André Vasconcelos, promotor de justiça da 2ª Promotoria de Justiça do Ministério Público, falou sobre o papel da presença humana no meio ambiente de forma harmônica e integrada, um manejo que respeite e preserve o ecossistema, diferente daquela interferência que agride e prejudica o meio. “Às vezes, o trilheiro adora a natureza, mas está prejudicando a área, mesmo sem querer. Então é preciso delimitar esses limites, com os planos de manejo e outros instrumentos para garantir a preservação”, defendeu.  
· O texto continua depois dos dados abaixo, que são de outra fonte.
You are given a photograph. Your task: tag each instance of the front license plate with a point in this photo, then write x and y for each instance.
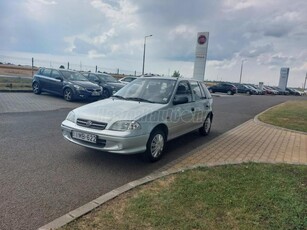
(84, 136)
(95, 93)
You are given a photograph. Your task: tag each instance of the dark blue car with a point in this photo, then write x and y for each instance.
(67, 83)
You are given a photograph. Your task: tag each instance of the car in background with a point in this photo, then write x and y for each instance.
(128, 79)
(280, 91)
(269, 90)
(142, 117)
(109, 84)
(228, 88)
(294, 92)
(67, 83)
(241, 88)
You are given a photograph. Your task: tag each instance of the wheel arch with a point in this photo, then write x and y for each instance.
(162, 127)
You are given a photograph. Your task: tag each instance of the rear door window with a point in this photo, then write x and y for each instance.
(47, 72)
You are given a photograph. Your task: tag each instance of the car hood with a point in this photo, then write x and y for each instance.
(85, 84)
(111, 110)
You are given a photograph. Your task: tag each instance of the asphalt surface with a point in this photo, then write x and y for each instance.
(42, 176)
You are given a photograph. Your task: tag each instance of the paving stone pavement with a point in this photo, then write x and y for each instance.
(252, 141)
(28, 102)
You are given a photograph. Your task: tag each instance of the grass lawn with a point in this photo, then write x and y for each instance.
(246, 196)
(15, 83)
(290, 115)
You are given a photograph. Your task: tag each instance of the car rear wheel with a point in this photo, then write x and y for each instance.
(105, 93)
(155, 146)
(36, 88)
(68, 94)
(205, 129)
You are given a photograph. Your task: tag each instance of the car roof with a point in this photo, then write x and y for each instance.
(169, 78)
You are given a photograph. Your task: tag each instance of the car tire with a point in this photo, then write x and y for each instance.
(36, 88)
(105, 93)
(205, 129)
(155, 146)
(68, 94)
O biólogo Wellington Viana, do projeto Eko Mergos Pato-mergulhão, acrescentou que a região também funciona como corredor ecológico para muitas espécies aquáticas e reúne espécies de outras regiões do Estado. Por isso a importância do hotspot, que é um misto de espécies da fauna e flora que vivem em determinada região. 

Preservar é melhor que lutar para recuperar depois

Débora da Silva, presidenta da Bacia do Alto São Francisco, diz que as águas do São Francisco nascem na região e abastecem outras regiões de Minas e de outros estados como Bahia e Ceará. Do mesmo modo, Kelly Medeiros, diretora de comunicação do Sindsema, defendeu a importância da mobilização para a preservação geral da região.

Kelly lamentou a ausência de representantes da Secretaria do Meio Ambiente e do Governo do Estado e lembrou que a preservação prevista no projeto não envolve só a cachoeira, mas a qualidade do ar, do solo e a qualidade de vida das pessoas. “Nós que trabalhamos com licenciamento ambiental sabemos que é muito melhor conservar, pois quando a mineração vem e acaba com tudo, leva anos para recuperar. "Manter distância de qualquer atividade minerária é melhor para Piumhi", acredita.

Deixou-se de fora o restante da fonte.